Ribuan Tentara Korut Dikerahkan ke Rusia: Misi Rahasia Pasukan Kim Jong Un di Garis Depan
Penulis: Fityan
TVRINews – SEOUL, Korea Selatan
Korut Kirim 'Tentara Pembangun' dan Penjinak Ranjau ke Kursk, Sekutu Barat Khawatir Eskalasi Perang dan Transfer Teknologi Militer Berbahaya.
Kerjasama militer antara Korea Utara dan Rusia semakin mendalam dan memicu kekhawatiran global. Sebuah laporan mengejutkan dari pejabat tinggi Rusia pada Selasa (17/6/2025) mengungkapkan bahwa Pyongyang akan mengirim ribuan pekerja konstruksi militer dan penjinak ranjau untuk mendukung upaya rekonstruksi di wilayah Kursk, Rusia. Langkah ini menandai babak baru dalam kolaborasi dua negara yang kian erat di tengah konflik Ukraina.
Sekretaris Dewan Keamanan Rusia, Sergei Shoigu, setelah kunjungan satu hari ke Pyongyang, mengklaim bahwa Pemimpin Korea Utara, Kim Jong Un, telah memutuskan untuk mengirim 1.000 sapper (pasukan penjinak ranjau) dan 5.000 pekerja konstruksi militer. Mereka akan bertugas membersihkan ranjau dan memulihkan infrastruktur di wilayah Kursk yang terdampak perang, demikian laporan kantor berita pemerintah Rusia, Tass dan RIA Novosti.

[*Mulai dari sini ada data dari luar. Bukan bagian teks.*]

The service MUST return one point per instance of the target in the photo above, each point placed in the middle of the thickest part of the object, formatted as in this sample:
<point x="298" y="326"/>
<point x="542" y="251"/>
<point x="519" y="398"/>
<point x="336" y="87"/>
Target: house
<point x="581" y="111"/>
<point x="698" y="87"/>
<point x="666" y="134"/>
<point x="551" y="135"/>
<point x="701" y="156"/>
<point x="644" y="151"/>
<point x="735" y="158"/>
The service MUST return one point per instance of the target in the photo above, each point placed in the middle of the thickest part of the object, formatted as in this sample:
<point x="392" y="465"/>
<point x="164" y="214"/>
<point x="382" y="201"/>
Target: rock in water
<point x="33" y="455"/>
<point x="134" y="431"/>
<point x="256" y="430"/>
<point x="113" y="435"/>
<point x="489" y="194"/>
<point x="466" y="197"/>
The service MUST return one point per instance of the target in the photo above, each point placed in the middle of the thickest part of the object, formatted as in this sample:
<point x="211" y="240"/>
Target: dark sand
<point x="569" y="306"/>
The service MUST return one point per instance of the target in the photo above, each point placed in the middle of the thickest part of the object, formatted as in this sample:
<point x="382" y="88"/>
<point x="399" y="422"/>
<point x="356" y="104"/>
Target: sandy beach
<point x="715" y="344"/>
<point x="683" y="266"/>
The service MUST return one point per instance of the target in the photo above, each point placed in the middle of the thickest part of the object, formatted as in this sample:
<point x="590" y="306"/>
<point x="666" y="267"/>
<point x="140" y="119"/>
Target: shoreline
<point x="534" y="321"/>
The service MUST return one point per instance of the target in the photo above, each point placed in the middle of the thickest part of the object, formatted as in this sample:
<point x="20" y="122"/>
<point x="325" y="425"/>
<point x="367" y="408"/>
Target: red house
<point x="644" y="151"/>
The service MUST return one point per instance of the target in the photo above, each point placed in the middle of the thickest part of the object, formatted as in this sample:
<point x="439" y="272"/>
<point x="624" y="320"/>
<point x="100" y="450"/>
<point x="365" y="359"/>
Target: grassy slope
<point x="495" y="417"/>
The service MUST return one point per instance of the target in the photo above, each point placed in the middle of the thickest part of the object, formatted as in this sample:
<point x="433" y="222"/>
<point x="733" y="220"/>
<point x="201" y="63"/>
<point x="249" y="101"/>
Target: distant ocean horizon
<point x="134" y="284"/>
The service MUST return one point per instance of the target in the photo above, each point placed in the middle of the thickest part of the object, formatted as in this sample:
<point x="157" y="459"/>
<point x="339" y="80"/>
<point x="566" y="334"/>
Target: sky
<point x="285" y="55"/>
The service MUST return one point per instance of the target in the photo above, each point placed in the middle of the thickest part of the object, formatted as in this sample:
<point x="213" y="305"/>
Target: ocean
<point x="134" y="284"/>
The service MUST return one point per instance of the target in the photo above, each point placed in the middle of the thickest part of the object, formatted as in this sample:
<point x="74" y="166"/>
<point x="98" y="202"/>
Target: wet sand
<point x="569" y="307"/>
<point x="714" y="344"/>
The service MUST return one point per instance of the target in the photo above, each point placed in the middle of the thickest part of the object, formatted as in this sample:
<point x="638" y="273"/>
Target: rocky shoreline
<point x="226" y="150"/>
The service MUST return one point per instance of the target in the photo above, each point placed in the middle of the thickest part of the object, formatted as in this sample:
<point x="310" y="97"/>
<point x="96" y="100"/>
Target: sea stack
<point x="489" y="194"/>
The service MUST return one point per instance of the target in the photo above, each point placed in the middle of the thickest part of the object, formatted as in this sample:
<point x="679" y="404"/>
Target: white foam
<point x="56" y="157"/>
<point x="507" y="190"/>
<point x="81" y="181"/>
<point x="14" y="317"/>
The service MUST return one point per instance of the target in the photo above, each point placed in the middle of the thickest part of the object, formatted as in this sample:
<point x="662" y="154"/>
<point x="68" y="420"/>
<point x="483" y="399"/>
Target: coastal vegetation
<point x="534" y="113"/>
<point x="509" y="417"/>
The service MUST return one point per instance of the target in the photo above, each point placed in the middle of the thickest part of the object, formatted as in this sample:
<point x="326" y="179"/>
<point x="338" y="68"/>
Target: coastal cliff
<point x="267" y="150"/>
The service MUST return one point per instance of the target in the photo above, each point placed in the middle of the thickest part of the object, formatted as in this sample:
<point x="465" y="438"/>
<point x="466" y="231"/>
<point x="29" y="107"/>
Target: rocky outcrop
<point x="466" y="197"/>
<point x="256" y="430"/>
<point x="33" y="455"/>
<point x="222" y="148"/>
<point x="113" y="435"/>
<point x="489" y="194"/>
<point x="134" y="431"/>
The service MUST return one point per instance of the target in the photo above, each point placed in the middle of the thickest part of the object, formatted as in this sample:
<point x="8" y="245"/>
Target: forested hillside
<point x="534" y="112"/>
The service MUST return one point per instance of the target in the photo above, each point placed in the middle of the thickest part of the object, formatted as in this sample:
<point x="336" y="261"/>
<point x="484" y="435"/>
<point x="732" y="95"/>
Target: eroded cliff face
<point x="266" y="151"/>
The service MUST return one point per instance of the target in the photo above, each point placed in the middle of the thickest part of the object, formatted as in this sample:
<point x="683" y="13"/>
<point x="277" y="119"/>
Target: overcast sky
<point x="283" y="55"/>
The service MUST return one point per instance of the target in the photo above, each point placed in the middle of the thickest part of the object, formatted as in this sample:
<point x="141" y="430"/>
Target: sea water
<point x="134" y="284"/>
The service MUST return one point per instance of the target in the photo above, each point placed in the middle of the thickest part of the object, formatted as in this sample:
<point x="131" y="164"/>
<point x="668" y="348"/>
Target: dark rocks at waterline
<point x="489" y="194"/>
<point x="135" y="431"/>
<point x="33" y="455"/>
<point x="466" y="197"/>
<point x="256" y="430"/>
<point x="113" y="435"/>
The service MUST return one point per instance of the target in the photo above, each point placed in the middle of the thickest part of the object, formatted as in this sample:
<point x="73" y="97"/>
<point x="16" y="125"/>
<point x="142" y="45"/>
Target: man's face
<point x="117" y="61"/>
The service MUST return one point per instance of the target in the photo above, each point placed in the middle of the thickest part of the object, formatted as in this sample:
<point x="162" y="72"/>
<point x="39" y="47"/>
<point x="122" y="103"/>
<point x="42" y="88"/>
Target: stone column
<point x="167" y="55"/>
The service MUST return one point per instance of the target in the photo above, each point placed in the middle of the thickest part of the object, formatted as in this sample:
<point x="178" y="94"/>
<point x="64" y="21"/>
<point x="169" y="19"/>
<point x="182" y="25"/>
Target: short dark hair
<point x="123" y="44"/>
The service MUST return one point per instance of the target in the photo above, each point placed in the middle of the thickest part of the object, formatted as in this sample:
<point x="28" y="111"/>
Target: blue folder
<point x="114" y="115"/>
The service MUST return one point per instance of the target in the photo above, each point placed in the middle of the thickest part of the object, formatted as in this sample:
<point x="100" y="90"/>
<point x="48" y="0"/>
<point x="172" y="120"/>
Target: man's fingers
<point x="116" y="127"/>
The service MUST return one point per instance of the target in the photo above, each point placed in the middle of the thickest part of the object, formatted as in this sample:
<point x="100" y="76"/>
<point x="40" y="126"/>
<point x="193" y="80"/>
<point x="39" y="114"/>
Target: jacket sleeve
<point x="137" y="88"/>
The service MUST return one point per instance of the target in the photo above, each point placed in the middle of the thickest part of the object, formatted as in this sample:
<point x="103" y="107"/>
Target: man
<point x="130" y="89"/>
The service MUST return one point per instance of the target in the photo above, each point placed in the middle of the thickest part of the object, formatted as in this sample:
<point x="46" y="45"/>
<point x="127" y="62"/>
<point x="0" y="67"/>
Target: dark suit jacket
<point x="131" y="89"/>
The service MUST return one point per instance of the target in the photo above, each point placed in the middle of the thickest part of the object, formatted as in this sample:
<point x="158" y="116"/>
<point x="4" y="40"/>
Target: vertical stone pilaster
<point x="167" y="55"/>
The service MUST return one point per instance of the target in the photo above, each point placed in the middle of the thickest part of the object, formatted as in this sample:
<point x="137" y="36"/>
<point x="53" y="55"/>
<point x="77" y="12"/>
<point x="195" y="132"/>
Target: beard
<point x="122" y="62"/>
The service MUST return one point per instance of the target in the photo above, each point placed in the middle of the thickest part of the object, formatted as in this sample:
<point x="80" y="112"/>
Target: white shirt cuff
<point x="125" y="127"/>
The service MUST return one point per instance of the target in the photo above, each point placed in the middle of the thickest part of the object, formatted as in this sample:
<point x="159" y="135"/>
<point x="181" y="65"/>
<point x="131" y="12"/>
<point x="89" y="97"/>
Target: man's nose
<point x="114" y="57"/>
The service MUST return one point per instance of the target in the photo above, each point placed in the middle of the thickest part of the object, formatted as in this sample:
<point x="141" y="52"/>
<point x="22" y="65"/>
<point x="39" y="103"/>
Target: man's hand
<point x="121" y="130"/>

"Setelah pengusiran penjajah dari tanah Rusia, kami setuju untuk melanjutkan kerja sama konstruktif, dengan pihak Korea memberikan bantuan dalam pemulihan wilayah Kursk," kata Shoigu, seperti dikutip RIA Novosti. Ia menambahkan bahwa ini adalah "semacam bantuan persaudaraan yang dikirim oleh rakyat Korea dan pemimpin mereka, Kim Jong Un, ke negara kami."
Dukungan Penuh Kim Jong Un untuk Agresi Rusia :
Sebelumnya, Korea Utara telah mengirim ribuan pasukan tempur dan sejumlah besar senjata konvensional untuk mendukung perang Rusia melawan Ukraina. Pada April lalu, Pyongyang dan Moskow bahkan mengklaim tentara mereka bertempur bersama untuk memukul mundur serangan Ukraina di wilayah perbatasan Kursk. Namun, Ukraina bersikeras pasukannya masih hadir di sana.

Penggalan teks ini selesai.